Compare that minuscule funding rate—a common story in points programs across Chinese credit card and travel programs—to your average U.S. issuer’s points program, and it’s easy to see why many programs fail to resonate with consumers. Most programs are funded so poorly that they fail to change consumer behavior, and this failure is often blamed on the concept of loyalty marketing itself. Redemptions are low and companies are for the most part content to let points expire rather than focus on behavior change.

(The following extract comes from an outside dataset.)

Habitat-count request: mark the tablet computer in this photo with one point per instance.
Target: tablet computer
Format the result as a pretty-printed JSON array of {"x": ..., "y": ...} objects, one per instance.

The mountain below, heaven above
With no end in sight of emerging middle-class consumers to fill the acquisition funnel, Chinese marketers are having too much fun chasing new customers to spend a lot of time focusing on current customers—heck, if I were CMO of a Chinese telecom or retailer, I’d probably focus on acquisition, too. Data analytics are likewise in their infancy, particularly in retail, and most marketers therefore have difficulty tying loyalty investment directly to incremental behavior and ROI. Analytics firms in the region therefore focus on small wins in price optimization and offer relevance rather than trying to lead with a broad enterprise loyalty message.
That’s not to say that Chinese marketers don’t “get” loyalty marketing; they certainly do. There is simply a general sense in the marketplace that, while loyalty marketing will demand attention in the future, it isn’t necessary now.
But this mindset will change, and soon. Just as the World Expo site will soon be complete and hosting 70 million visitors from around the globe, so too will the Chinese market mature and begin to grow relationships with existing customers. Loyalty marketing isn’t something we do for the fun of it—we do it because in markets with high levels of price and service parity, it’s essential. There is no better way to drive incremental revenue from existing customers. And in China as elsewhere, those companies who invest in loyalty ahead of the curve will find themselves at significant advantage in the race to claim the Oriental Crown.